12. The computer readable medium of claim 11, wherein the machine learning model is configured to generate the prediction data for only the first product.

13. The computer readable medium of claim 11, the operations further comprising:

determining a ranking of correlation values from the set of correlation values, wherein the ranking of correlation values indicates which products from the set of products have data trends that are most strongly correlated with a first data trend of the first product,

wherein the subset of products have the top N correlation values from the ranking.

14. The computer readable medium of claim 11, wherein at least one product of the set of products comprises an environmental, social, and governance (ESG) metric, and wherein the ESG metric is one of a carbon metric, an ESG fund ratings metric, or an ESG product involvement metric.

15. The computer readable medium of claim 11, the operations further comprising selecting the machine-learning model based on data dimensions of the time-series data for the set of products, wherein:

when the data dimensions of the time-series data have 2-40 time points per series, select LASSO,

when the data dimensions of the time-series data have 40-5000 time points per series, select Random Forests, and

when the data dimensions of the time-series data have 5000 or more time points per series, select Deep Learning.
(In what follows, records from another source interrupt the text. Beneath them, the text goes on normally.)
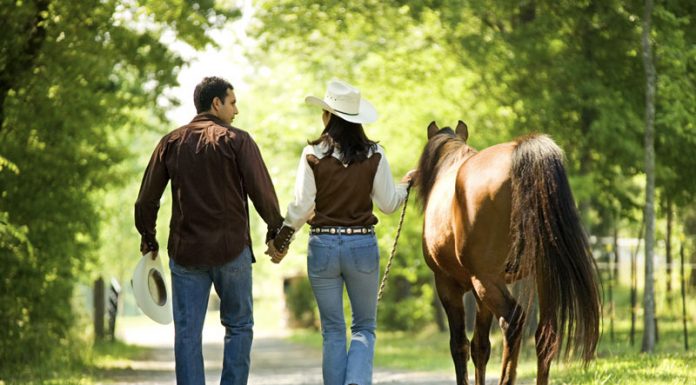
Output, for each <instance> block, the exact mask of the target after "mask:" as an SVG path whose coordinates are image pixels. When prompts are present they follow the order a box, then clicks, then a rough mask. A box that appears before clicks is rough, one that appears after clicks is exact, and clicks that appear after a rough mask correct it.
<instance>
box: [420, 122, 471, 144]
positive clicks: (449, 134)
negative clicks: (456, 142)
mask: <svg viewBox="0 0 696 385" xmlns="http://www.w3.org/2000/svg"><path fill="white" fill-rule="evenodd" d="M441 134H443V135H448V136H450V137H454V136H455V135H456V136H458V137H460V138H461V139H462V140H463V141H464V143H466V140H467V139H469V127H467V126H466V123H464V122H462V121H461V120H460V121H459V122H457V128H456V129H455V130H454V131H452V129H451V128H450V127H449V126H447V127H443V128H440V127H438V126H437V123H435V121H434V120H433V121H432V122H430V124H429V125H428V141H430V139H432V138H433V137H434V136H436V135H441Z"/></svg>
16. A method for implementation by at least one programmable processor, the method comprising:

retrieving, for each product of a set of products, the time-series data including a plurality of time-value pairs;

selecting a first product from the set of products;

computing a correlation value between the first product and a plurality of other products from the set of products and for one or more degrees of lag to obtain a set of correlation values representing the correlations between the first product to the plurality of other products assessed at prior times;

selecting a subset of products from the set of products based at least in part on the correlation values;

providing the time-series data associated with each product from the subset of products and the first product to a machine learning model trained to predict a future value of the first product based on values of the subset of products at the prior times; and

obtaining, from the machine learning model, prediction data representing a set of predicted values for the first product at one or more future times.

17. The method of claim 16, wherein the machine learning model is configured to generate the prediction data for only the first product.
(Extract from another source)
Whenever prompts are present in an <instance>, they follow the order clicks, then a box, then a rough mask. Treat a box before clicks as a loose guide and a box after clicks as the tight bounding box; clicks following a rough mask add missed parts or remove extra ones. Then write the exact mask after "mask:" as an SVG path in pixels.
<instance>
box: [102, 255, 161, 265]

18. The method of claim 16, the method further comprising:

determining a ranking of correlation values from the set of correlation values, wherein the ranking of correlation values indicates which products from the set of products have data trends that are most strongly correlated with a first data trend of the first product,

wherein the subset of products have the top N correlation values from the ranking.

19. The method of claim 16, wherein at least one product of the set of products comprises an environmental, social, and governance (ESG) metric, and wherein the ESG metric is one of a carbon metric, an ESG fund ratings metric, or an ESG product involvement metric.
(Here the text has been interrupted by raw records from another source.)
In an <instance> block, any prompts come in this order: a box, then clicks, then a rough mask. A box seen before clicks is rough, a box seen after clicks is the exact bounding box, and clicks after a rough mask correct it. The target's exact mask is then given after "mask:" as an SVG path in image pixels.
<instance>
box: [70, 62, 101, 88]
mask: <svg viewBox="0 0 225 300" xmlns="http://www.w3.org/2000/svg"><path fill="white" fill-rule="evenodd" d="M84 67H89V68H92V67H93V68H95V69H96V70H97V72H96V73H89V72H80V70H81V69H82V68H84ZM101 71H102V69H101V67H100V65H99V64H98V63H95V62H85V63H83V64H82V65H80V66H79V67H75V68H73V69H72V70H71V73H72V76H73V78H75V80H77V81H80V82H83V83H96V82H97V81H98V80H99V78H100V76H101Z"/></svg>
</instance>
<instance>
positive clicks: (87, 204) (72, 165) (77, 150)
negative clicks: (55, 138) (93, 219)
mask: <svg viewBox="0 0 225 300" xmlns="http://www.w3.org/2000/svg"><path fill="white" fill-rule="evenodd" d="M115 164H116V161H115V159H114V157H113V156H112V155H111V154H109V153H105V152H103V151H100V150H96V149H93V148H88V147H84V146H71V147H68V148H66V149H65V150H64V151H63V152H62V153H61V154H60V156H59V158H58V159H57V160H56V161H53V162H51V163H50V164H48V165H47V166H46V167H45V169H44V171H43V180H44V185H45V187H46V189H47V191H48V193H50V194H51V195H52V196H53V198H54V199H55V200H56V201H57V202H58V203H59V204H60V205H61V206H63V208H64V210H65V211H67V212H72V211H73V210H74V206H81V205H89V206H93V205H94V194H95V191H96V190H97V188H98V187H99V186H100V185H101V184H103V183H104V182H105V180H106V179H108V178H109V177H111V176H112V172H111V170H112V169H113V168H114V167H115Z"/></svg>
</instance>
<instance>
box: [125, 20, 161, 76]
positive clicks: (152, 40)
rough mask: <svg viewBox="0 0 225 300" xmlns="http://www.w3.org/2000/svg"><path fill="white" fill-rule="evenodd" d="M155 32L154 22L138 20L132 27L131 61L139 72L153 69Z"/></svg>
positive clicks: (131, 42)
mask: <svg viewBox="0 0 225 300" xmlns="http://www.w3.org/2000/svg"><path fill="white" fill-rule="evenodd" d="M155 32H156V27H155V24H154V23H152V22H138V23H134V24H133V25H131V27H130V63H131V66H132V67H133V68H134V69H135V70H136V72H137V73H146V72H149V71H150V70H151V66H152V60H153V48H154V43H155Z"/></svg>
20. The method of claim 16, the method further comprising selecting the machine-learning model based on data dimensions of the time-series data for the set of products, wherein:

when the data dimensions of the time-series data have 2-40 time points per series, select LASSO,

when the data dimensions of the time-series data have 40-5000 time points per series, select Random Forests, and

when the data dimensions of the time-series data have 5000 or more time points per series, select Deep Learning.